H. J. Stephens is a freelance author, artist and poet. She is also the founder and chief editor of the electronic children’s magazine The Desert’s Hand. When she isn’t writing she’s dabbling in art or exploring the various cultures, histories and current issues of the beautiful yet troubled world around us. She lives in Perth, Western Australia and is currently studying towards a Bachelor of Arts specialising in Professional Writing, Editing and Publishing. When There’s No Tomorrow is her first novel.
You Are Mine (Mine #1)
on Sep. 03, 2013
*I received a copy of this book in exchange for an honest review*
To be honest, I wasn't sure about this book based on the cover. It definitely didn't look like my usual sort of book but the blurb was definitely intriguing, so I was willing to give this book a open-minded read.
I didn't regret my decision to read this book in the slightest. You Are Mine is a stunning debut and I can't wait for the sequels. I just want to dive right in immediately.
The women in this world do not have any rights. When they are born, they are automatically 'owned' by their fathers. When they get married or purchased, usually about the age of seventeen, they are then owned by their husbands and must obey their every wish.

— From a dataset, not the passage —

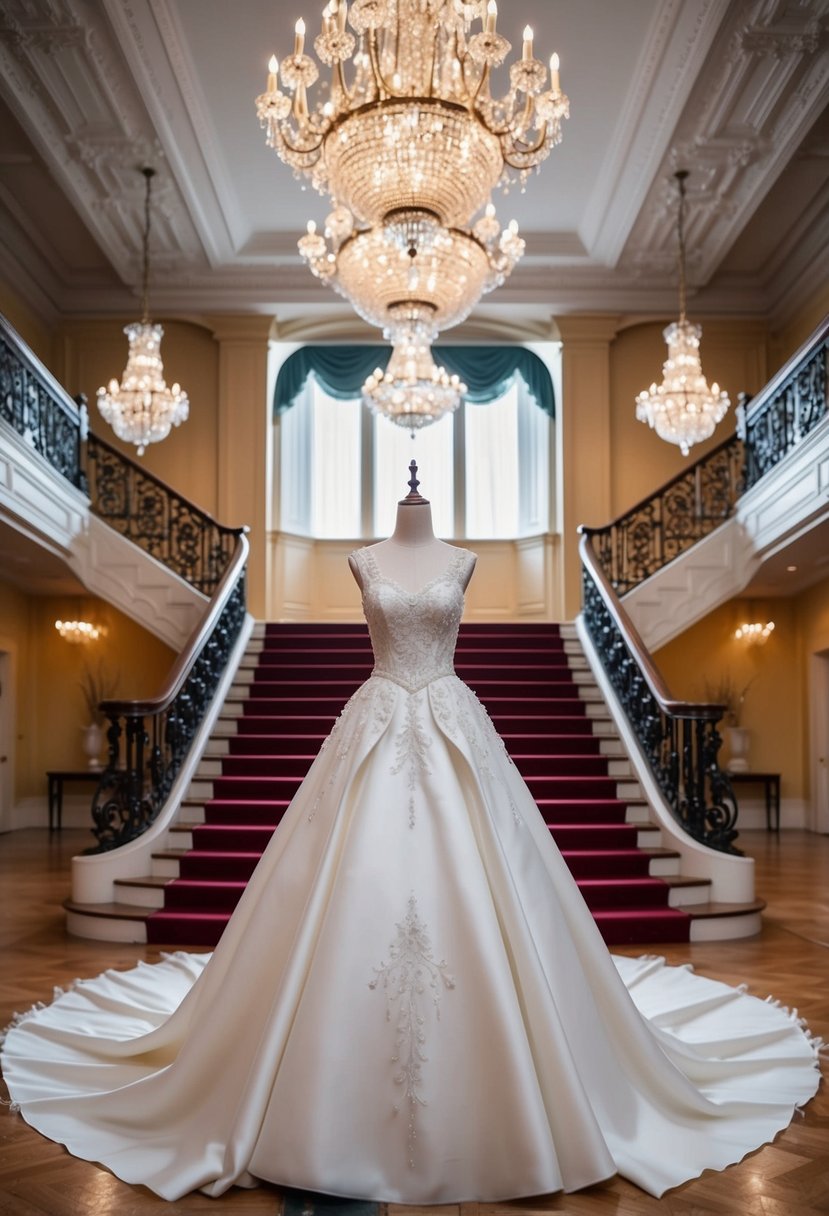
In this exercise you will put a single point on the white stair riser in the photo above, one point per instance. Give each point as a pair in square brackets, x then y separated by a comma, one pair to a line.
[686, 896]
[140, 896]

On her seventeen birthday, Serena is taken to be tested. Her blood is checked for magic, the potency of which will determine her future. The higher the potency of magic in her blood, the highest the chances she will be chosen and purchased by a warlock to be his wife and mother of his children. To be chosen by a chancellor or councilman is the highest honour.
Serena, though having no wish to ever get married, is betrothed to a wealthy young man who has great ambition. However, he soon dies in a tournament. His defeater wins all of his property, including Serena.
This book follows the story of Serena as she struggles to find out where she stands in a society where she has no rights. She pushes her boundaries and takes incredible risks, all to discover how she will live in a world where she is only worth as much as the children she bears.
The characters of this book were very believable. Zane is a gentleman of a character, never folding to the social ways of the land in which he has moved too. Though the customs must seem strange to him, he tries his best to understand, and help the enslaved women in his life. Waverley and Katherine are both incredibly strong female characters which were great to see in such a book like this.
There were a few loose plot holes that I would have liked explored a bit more, such as what the story behind Zane's previous fiance, who helped Serena in the ball, or how women can hold the magic in their blood but not access them. I can only hope that these things are cleared up in the next book.
Overall, I enjoyed this book. Though it covers a common topic of magic, oppression of females and such, it does it uniquely. 4 out of 5 stars.